Ironically, by making it easier to live in far-flung locations, these subsidies might end up tilting the scale on people’s housing decisions, pushing people further out into the suburbs and ultimately making urban transportation more difficult and costly. As Reid Ewing and his colleagues have shown, some public housing that has low rents has high levels of embedded transportation costs due to the remoteness of workplaces and daily destinations, meaning that on the whole, it’s actually less affordable for the families living there than more central locations with somewhat higher rents.

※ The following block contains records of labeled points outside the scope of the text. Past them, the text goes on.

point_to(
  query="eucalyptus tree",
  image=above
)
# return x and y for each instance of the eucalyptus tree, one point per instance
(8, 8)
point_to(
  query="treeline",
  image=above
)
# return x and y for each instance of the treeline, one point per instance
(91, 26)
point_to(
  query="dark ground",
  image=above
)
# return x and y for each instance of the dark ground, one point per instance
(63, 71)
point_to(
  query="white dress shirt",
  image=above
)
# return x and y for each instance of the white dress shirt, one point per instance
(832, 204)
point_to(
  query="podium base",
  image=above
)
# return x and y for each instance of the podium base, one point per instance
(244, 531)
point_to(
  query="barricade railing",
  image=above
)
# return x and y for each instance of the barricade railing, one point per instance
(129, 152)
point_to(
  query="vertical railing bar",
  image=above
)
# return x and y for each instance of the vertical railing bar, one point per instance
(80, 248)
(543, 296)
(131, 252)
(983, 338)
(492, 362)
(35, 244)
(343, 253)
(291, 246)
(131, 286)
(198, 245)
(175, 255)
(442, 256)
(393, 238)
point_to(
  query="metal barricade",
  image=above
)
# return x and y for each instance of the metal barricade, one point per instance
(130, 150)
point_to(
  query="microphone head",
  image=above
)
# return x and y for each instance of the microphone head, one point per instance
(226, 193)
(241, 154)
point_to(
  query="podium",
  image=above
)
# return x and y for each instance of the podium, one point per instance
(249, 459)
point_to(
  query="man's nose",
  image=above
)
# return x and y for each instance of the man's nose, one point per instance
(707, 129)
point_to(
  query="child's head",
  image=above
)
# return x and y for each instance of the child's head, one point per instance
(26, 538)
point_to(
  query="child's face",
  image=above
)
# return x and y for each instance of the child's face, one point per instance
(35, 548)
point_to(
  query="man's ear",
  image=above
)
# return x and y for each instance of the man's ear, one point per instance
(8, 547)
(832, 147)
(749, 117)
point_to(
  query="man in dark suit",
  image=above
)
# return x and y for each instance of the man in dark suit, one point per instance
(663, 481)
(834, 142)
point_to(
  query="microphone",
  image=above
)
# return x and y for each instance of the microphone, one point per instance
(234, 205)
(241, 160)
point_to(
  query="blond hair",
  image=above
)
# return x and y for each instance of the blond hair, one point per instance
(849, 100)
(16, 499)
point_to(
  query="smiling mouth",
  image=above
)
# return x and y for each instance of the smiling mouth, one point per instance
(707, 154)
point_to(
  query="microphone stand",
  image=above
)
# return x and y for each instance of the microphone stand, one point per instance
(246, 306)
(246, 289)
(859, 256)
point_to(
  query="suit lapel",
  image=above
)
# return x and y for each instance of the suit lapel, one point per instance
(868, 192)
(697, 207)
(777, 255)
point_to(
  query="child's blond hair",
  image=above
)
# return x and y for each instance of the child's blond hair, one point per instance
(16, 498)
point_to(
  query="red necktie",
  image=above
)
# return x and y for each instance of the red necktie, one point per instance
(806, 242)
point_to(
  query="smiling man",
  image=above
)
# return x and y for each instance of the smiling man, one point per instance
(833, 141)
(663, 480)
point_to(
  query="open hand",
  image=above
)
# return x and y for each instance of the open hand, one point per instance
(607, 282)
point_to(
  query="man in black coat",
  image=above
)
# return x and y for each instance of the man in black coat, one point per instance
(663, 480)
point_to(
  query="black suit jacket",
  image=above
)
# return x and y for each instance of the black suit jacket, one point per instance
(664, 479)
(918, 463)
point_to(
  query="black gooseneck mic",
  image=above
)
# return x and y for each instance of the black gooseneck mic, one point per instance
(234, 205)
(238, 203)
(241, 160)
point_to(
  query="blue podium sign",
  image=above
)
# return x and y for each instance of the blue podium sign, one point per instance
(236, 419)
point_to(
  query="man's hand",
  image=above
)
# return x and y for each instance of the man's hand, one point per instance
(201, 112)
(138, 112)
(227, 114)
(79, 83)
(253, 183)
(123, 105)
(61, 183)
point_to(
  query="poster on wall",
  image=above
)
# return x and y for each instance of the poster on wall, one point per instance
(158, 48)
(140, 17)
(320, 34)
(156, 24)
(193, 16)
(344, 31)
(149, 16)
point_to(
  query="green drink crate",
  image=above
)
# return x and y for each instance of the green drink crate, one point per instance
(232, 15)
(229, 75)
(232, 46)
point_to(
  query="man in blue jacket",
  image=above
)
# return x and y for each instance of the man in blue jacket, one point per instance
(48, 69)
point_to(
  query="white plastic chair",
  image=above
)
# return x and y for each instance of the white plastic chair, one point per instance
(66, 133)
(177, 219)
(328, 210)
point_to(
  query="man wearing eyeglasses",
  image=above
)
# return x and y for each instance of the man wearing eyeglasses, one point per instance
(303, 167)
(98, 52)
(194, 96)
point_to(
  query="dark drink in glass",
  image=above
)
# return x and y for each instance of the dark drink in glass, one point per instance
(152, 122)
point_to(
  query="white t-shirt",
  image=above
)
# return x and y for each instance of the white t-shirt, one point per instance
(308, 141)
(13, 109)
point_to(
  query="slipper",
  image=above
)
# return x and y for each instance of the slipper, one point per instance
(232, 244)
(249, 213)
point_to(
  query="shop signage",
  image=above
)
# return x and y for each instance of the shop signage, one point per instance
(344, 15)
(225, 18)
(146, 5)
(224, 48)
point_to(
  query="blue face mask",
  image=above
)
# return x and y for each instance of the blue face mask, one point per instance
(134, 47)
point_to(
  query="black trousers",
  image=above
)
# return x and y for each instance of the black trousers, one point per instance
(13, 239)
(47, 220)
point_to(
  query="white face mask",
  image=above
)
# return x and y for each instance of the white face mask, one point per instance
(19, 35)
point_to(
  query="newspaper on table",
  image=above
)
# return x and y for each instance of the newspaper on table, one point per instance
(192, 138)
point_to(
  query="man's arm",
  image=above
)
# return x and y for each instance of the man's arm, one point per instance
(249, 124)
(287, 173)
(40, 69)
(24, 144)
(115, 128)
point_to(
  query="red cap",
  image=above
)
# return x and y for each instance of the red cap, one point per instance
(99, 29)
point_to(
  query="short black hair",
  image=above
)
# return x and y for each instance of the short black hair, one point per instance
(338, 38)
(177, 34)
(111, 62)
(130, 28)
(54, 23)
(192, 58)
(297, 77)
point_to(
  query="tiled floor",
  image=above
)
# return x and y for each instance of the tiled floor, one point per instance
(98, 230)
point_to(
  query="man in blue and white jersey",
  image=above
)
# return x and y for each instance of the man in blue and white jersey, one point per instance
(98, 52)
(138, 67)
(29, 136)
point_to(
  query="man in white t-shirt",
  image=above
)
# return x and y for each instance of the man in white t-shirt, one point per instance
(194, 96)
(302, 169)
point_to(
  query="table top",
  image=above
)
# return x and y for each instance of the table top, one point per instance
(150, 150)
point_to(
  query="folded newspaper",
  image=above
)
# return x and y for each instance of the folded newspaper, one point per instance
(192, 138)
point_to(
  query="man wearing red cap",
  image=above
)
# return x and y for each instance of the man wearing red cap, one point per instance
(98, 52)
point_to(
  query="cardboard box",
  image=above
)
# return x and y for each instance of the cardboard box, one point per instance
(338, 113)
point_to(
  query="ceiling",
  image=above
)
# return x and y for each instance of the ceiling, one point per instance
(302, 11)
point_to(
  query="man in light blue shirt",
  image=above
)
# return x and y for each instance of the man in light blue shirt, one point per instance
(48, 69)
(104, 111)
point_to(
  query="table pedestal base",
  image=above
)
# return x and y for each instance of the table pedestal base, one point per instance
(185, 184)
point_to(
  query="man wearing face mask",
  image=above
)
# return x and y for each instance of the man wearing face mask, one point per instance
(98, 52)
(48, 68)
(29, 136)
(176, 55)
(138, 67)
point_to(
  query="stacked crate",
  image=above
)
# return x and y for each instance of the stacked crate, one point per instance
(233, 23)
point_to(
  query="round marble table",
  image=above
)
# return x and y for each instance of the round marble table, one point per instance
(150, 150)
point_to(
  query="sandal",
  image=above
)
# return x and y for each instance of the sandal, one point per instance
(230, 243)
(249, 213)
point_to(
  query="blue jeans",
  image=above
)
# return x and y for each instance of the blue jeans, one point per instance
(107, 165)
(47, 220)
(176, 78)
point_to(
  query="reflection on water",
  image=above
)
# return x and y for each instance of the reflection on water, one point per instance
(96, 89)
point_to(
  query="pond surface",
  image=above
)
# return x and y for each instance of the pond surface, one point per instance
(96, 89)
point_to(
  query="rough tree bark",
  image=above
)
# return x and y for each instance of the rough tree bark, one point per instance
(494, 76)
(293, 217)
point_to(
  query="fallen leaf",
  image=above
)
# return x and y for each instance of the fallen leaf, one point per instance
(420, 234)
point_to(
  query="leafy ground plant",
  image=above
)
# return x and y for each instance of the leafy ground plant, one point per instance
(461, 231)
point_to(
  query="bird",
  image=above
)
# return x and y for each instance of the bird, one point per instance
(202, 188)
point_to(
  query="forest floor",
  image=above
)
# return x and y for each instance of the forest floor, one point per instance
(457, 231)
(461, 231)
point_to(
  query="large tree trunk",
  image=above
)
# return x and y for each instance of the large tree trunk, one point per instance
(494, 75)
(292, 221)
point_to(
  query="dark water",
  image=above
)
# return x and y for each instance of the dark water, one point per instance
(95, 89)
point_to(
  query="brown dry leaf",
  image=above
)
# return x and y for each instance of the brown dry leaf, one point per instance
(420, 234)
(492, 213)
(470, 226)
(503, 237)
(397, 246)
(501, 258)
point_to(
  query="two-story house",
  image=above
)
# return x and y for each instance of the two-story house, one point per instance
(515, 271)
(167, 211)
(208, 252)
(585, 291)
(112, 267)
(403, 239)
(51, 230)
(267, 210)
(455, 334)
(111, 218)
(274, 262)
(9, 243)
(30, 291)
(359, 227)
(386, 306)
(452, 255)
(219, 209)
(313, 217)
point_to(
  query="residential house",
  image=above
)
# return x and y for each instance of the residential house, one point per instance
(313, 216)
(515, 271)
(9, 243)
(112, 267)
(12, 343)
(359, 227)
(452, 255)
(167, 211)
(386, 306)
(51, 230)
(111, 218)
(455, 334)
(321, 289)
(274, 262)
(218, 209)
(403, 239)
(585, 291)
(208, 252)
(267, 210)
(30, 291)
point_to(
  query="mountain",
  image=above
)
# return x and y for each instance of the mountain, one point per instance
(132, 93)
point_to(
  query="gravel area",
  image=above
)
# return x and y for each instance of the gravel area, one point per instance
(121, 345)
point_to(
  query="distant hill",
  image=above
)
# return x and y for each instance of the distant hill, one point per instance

While there has been a lot of discussion about how ride-hailing services like Uber and Lyft—and, combined with them, driverless vehicles—might affect American cities. But the truth is that the answer depends, just as it does with regular old owner-driven cars, on how cities decide to regulate the built environment, the vehicles themselves, and the prices of using public rights of way. As we begin what might be a wave of new kinds of regulation aimed at subsidizing the use of ridesharing services, it’s important that we ask what we hope to accomplish, and what the best way to do it might be.